Using technology to tackle the backlog

HB spoke to Dr Patrick Davey, a cardiology consultant from Northampton on how remote consultations are being used to tackle the backlog


The National Consultant Network (NCN) service facilitates communication between health professionals and specialists. There are 200 NHS consultants in the NCN service who receive around 100,000 calls and messages a year from GPs looking for advice on their patients.

Can you explain how the NCN works?
“Imagine you’re visiting your GP with an issue and your GP is unsure about your symptoms. Previously they would probably refer you to a specialist, which might involve a long wait for a hospital appointment. Then Consultant Connect came along with tech that allows GPs to reach an NHS consultant quickly for specialist advice.
“The GP selects the relevant specialty and the tech will call through a list of numbers, bypassing the hospital switchboard. If they can’t answer it moves on to the next. On average calls are answered in 30 seconds.
“From the call, the GP can be advised on what the appropriate next steps are for their patient, often an unnecessary hospital visit is avoided, but if it is required, the patient is sent to the right department. Ultimately it means patients receive better, faster care.”

In what situations can it be used?
“The tech can be used for advice and guidance. I remember a call I had from a GP whose patient had ongoing chest pains. He’d been previously diagnosed with pericarditis, which is inflammation of the lining of the heart.
“Using Consultant Connect, the GP contacted me to check if the ongoing symptoms were compatible with the diagnosis. During the call I found out the patient had taken cocaine. I told the GP to refer the patient to the local cardiology department to be absolutely certain the cocaine had not damaged the patient’s heart, as this would have implications for the future.
“The patient was reassured that a specialist had been consulted and his GP was able to provide clear next steps for his treatment.”

What problems can this system help to address?
“Seven million people are currently waiting for treatment, and clearing those waiting lists can be daunting for those working in the NHS and frustrating for the patients left waiting. We know the pandemic put huge pressure on the system and has caused backlogs.
“What’s great is Consultant Connect is now helping ease some of those pressures, by limiting unnecessary visits and by getting patients seen by the right specialists.
“Once upon a time there was a disconnect between GPs and specialists in hospitals. If you had a question about your patient you’d have to call through to the switchboard, be put on hold while the person at the other end did their best to connect you to the right person. Consultant Connect has made this process far easier.”

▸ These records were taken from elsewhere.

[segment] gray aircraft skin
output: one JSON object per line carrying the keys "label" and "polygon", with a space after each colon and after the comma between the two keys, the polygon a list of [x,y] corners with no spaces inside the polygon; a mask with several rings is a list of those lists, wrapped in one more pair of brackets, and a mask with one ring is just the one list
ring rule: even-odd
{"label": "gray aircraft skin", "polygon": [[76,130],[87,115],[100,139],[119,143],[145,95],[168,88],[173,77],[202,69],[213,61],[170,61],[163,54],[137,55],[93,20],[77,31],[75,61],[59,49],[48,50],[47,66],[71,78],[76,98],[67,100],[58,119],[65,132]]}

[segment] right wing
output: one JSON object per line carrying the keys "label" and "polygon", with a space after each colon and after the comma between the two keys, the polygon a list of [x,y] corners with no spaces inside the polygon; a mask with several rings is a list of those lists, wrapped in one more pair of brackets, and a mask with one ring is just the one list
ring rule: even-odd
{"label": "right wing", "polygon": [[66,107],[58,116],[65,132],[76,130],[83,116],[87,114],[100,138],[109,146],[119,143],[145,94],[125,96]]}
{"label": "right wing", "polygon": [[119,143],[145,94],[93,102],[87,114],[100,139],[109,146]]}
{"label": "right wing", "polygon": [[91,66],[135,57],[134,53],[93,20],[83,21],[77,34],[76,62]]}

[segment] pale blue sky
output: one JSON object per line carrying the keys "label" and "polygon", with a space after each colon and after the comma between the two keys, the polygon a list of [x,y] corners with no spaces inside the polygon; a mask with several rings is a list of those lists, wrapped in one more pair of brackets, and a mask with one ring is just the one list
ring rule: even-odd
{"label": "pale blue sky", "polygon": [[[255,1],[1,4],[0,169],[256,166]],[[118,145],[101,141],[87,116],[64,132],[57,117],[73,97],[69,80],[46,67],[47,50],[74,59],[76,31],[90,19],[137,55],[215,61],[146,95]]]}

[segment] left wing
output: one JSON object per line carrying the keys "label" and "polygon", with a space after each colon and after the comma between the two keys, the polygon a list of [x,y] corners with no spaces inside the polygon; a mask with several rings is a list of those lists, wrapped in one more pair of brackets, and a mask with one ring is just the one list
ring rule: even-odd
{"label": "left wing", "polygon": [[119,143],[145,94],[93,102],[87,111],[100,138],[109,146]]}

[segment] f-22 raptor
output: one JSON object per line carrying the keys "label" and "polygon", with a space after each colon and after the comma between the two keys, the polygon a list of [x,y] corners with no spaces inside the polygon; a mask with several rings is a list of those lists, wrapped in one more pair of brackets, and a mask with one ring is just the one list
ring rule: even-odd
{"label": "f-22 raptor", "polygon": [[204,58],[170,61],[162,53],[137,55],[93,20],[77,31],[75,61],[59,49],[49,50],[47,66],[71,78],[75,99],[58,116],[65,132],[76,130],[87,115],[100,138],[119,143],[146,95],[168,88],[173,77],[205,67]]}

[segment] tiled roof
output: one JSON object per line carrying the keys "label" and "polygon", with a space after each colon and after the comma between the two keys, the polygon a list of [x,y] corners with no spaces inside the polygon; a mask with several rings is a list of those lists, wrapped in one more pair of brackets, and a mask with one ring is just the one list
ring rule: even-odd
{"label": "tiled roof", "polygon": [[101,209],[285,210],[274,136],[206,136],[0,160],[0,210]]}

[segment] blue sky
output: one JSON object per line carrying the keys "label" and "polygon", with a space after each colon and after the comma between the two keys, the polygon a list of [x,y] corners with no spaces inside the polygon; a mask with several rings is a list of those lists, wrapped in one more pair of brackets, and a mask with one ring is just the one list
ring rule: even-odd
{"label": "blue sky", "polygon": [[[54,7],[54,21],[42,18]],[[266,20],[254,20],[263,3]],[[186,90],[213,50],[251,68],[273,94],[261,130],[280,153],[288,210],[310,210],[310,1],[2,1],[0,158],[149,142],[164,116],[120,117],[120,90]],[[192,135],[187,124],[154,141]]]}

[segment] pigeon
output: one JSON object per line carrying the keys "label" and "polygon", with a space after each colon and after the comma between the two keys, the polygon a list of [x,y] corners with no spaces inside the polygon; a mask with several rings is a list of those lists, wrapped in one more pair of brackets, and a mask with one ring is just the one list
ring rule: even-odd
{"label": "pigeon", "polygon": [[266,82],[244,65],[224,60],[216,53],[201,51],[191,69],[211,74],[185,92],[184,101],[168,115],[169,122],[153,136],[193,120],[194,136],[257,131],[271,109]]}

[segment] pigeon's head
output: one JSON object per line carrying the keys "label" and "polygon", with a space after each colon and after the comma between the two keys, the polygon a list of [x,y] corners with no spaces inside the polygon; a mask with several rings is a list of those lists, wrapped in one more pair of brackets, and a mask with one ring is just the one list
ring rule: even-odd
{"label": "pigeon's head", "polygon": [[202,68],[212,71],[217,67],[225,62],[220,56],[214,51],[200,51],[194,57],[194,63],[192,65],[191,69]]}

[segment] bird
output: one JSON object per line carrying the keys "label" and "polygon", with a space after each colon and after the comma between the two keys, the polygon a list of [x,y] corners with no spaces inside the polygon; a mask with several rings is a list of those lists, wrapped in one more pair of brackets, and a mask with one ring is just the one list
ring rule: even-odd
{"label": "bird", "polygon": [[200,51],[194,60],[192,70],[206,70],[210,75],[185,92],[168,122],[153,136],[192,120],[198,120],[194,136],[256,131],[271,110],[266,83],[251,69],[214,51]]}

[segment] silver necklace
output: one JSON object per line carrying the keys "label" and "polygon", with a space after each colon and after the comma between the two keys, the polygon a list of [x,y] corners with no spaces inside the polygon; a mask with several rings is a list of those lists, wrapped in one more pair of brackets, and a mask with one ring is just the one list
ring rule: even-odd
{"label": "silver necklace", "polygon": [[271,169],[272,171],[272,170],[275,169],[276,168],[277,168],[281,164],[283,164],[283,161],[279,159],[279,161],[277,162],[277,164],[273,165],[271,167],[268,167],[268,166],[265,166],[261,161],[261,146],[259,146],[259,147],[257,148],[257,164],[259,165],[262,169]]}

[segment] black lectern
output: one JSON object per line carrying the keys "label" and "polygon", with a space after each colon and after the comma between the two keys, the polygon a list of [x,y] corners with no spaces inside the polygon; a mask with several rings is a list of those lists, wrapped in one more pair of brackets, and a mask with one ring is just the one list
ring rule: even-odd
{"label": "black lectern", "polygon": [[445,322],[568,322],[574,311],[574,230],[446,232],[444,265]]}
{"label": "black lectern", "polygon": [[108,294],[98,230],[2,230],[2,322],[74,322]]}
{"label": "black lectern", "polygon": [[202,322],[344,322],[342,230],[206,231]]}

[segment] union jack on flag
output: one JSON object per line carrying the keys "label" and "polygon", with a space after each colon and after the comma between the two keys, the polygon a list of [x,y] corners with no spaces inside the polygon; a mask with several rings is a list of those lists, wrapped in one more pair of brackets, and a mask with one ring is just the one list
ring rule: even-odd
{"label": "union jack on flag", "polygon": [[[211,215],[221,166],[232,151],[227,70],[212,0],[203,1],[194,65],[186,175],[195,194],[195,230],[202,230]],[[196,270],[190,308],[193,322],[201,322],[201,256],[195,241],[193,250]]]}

What are the benefits for patients?
“Simply, it improves the patient’s experience.
“Often GPs will call me up when the patient is still in the room. The patient hears their GP speaking to a consultant about their symptoms. Immediately, they have more confidence in what is going on and feel that something is being done.
“When patients are referred to secondary care, they often have no idea for weeks or months whether that referral has been reached or what is happening. In the meantime, the patients’ anxiety goes up while they’re waiting for an appointment.
“By using Consultant Connect, patients can be seen quicker and get assurance on the decision that we’re making. If they don’t need to be referred they won’t be, and if they do they’re referred to the correct specialist. Overall, they’ll have a much better experience and won’t have to go through unnecessary stress.”

What are the benefits for the NHS?
“There are inevitably times when GPs are not sure about a patient’s symptoms - when they have to put their hand up and say ‘look, I have a problem. I don’t know the answer’. It is a mark of quality in GPs that they can ask for help when needed and seek advice for what to do next.
“So when GPs ring me up and start explaining the problem, I think to myself that this person really values my opinion. It’s not a long conversation, maybe a minute or a couple of minutes. But when they have a problem and I can help, it’s the most wonderful interaction.
“GPs have been hammered with the message that they mustn’t send patients to hospital. When they call consultants, they’re seeking approval for what needs to be done. There are a lot of grey areas, so it’s often a question of managing uncertainty in a safe way. GPs are very grateful because a problem shared is a problem halved.”

Why did you decide to get involved in the project?
“When I started using the service, I actually found it really enjoyable. I’ve heard it said that at heart, we’re all in the Anglo Saxon hut telling stories and listening to stories. So when GPs call you, you’re just listening to the story. I found interacting with that service delightful - I felt I provided useful advice for GPs.
“I often say to colleagues: what’s not to like about the service. There tends to be initial resistance to new technology and change - different people had different perceptions of that, but I was very enthusiastic about change.”